On more than one occasion, my host mother looked around completely perplexed when one of the children asked for a bowl of cereal and I’d just shake my head and feign total ignorance. “I don’t know where it went!”
I stole that cereal for months. No telling how many boxes I went through.When I left my host family at the end of that year, I hoarded two boxes of the cereal in my suitcase before I left.
These actions are awful- but they are reality of life with BED. While it seems almost sadly comical, it’s sad that people live their life the way I did every day.
I remember one of my exes commenting one time:
“Oh my God you and my bloody cereal; You pick out all the good parts you ass.”
My best friend in Texas has caught me several times in the past sneaking her cereal into my mouth late at night.
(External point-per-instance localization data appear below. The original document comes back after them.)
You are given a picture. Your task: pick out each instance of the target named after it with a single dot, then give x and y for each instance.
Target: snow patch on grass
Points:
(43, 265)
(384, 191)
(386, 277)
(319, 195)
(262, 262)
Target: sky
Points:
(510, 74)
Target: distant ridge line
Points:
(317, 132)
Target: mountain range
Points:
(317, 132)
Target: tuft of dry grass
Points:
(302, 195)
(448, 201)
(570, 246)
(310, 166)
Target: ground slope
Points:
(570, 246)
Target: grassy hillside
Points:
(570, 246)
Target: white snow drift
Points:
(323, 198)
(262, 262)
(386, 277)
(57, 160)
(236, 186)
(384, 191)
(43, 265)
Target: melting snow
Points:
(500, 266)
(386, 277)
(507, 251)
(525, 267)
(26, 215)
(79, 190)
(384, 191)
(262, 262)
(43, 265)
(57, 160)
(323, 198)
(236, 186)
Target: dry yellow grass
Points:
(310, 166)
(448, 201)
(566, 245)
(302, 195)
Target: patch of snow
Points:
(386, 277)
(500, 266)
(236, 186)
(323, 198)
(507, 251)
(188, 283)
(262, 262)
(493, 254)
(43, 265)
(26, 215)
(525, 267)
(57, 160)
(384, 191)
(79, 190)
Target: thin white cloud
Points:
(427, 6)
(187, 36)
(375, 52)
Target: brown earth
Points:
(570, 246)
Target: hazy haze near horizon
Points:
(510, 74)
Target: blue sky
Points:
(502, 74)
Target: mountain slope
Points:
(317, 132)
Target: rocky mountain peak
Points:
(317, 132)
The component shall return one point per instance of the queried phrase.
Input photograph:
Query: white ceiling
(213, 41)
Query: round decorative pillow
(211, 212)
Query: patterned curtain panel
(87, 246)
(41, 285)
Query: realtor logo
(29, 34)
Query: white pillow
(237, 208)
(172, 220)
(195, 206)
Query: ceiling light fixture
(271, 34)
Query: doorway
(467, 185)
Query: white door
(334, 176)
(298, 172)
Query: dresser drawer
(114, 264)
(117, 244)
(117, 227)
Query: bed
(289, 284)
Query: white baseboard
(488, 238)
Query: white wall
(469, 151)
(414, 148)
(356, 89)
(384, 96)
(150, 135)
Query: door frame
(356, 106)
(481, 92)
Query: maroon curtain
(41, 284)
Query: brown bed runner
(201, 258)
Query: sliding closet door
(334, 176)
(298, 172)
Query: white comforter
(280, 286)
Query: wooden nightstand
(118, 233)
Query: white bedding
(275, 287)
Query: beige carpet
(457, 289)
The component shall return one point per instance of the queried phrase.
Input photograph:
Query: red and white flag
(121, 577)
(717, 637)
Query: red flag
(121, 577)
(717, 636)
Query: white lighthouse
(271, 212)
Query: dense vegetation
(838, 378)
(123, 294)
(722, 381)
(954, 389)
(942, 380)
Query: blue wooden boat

“Oh Linds awesome- finding all my cheerios scattered around the kitchen floor,” she giggled once- and at the time I laughed back, knowing I was frantically scraping them into my hand and that some fell out of my hand and had rolled around the kitchen.
But that’s life with binge eating disorder.
You act impulsively, think compulsively- and it’s a completely out of control feeling.
I just like it, I tell myself sometimes at the grocery store when I’ve scoured the cereal aisle for more than 10 minutes- methodically deciding which box I crave, which looks the best, which I can’t imagine walking away from.
When I binge cereal, it’s like losing myself to another realm. I have left my house or apartment countless times over 10 years solely to go to the grocery store for a cereal binge.
I’ve laughably bought Skim milk/ low-calorie almond milk/ coconut milk/ and light soy milk under the completely delusion that I would eat *THIS* round of cereal “normally.” That I’ve “beat” my ED and can have a bowl or two and not the whole box.
It’s rarely true. It is RARELY fucking true.
Even more laughably, I can’t count the times I’ve cut up strawberries and blueberries and bananas to put in my cereal AGAIN under the bullshit guise that “I am going to eat this time normally.”
It just doesn’t happen. It can- but it rarely does.
There is a tick in my brain. I lose myself in the same way I’ve written about in past posts on binge eating.
Sobriety from alcohol is changing my life this past 2 months, but it doesn’t fix what you have conditioned your mind to crave. It doesn’t “fix” you.
You have to fix you by staying accountable- and honest.
I am a cereal addict.
There, and now I’ve said it.
I have no control over my behaviors towards cereal.
I had a friend once who told met that during their stay in rehab, he once overheard a staff member talking about having painkillers in her car for a bad back and he fantasized for the entire lunch hour about finding a way to break into her car and steal them.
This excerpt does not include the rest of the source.